The algorithms implemented in Nancy often comprise on a single operation to be done, independently, on a large set of elements. For example, the (min,+) convolution consists of a) a large set of element-element convolutions, b) grouping the results of the convolutions by intervals of overlap, c) computing the by-interval lower envelopes. These operations, being independent (as Nancy is also implemented with immutable objects), can be easily parallelized.

The C# language and .NET Runtime make this easy to do with little code changes, mainly through the AsParallel() method that makes a LINQ query run on all the cores available, rather than a single one.

Note on the effective speed-ups​

It is often the case in the research community that one is asked about the effectiveness of the parallelization of an algorithm, in particular whether the speedup is close to the number of cores or not. We wish to dispel this notion by arguing that it is an anti-practical point of view.

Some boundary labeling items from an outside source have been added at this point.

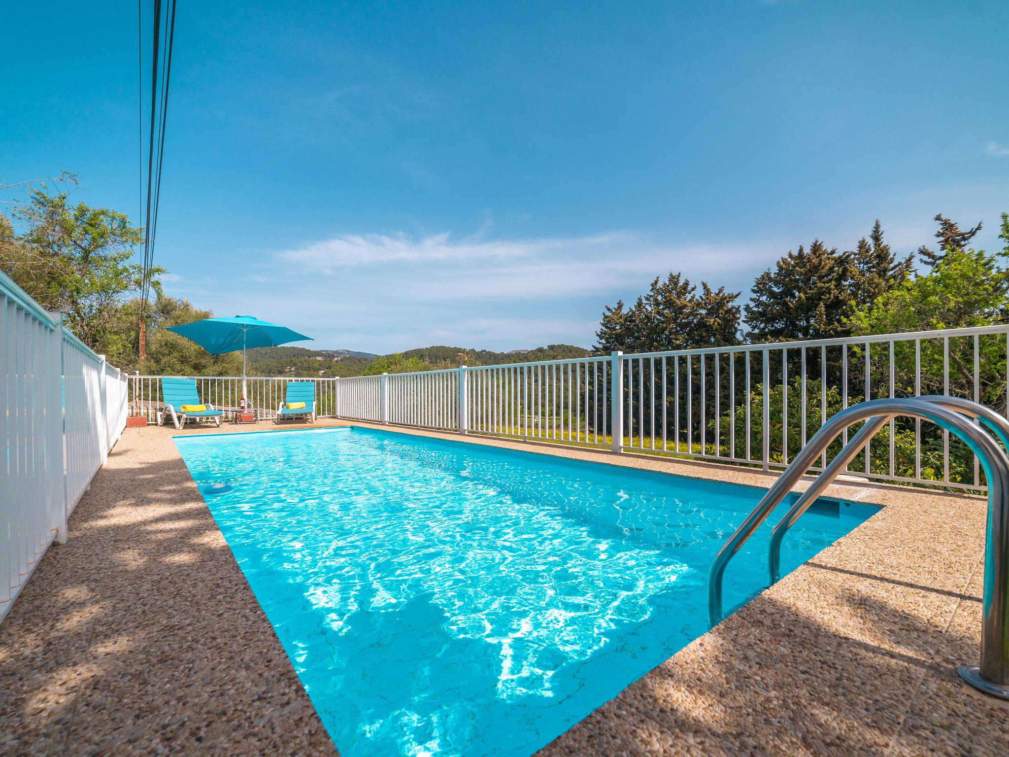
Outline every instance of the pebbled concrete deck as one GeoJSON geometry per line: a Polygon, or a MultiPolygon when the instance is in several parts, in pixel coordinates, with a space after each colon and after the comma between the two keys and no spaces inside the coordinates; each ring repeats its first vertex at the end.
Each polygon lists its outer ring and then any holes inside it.
{"type": "MultiPolygon", "coordinates": [[[[0,624],[0,753],[335,754],[174,433],[126,430],[69,542],[0,624]]],[[[470,441],[760,486],[774,477],[470,441]]],[[[1009,705],[955,669],[977,662],[985,502],[859,484],[828,495],[886,507],[541,755],[1009,754],[1009,705]]]]}

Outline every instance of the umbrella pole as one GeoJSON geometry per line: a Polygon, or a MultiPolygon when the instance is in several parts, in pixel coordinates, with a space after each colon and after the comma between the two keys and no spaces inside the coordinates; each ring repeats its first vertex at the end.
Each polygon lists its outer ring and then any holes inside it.
{"type": "Polygon", "coordinates": [[[245,329],[242,329],[242,397],[248,401],[248,392],[245,386],[245,329]]]}

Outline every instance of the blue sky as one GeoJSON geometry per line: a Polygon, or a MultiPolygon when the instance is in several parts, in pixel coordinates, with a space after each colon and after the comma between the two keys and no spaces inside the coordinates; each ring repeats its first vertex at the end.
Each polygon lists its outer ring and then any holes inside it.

In fact, it would be meaningful to wonder if an algorithm could gain significant performance improvements by augmenting its degree of parallelism if we were making a choice on the amount of cores to have. On the contrary, in most practical use cases, we are not making this choice.

In most systems nowadays, as we are used to running advanced operating systems with heavy multiprocessing and interactivity, all but the lowest price options will feature 8 cores, with many common options featuring 12 or 16. Furthermore, the amount of cores usually grows in tandem with the processing power of the single core, such that the number of cores is rarely a direct factor on the price-to-performance evaluation.

Thus, since we already have multicore systems and their parallel processing power available, the question should be is this software capable of exploiting the resources available on the system to complete faster, rather than sit on 15/16 of its processing power? In the case of Nancy, the answer is yes.

That is not to say that the approach is perfect - many heuristics are employed to decide if an operation would benefit from going parallel or not, and such heuristics may fail or require adjustments on a different architecture. However, even if only a 10x speedup were obtained on a 16 core machine, that is still six minutes instead of an hour.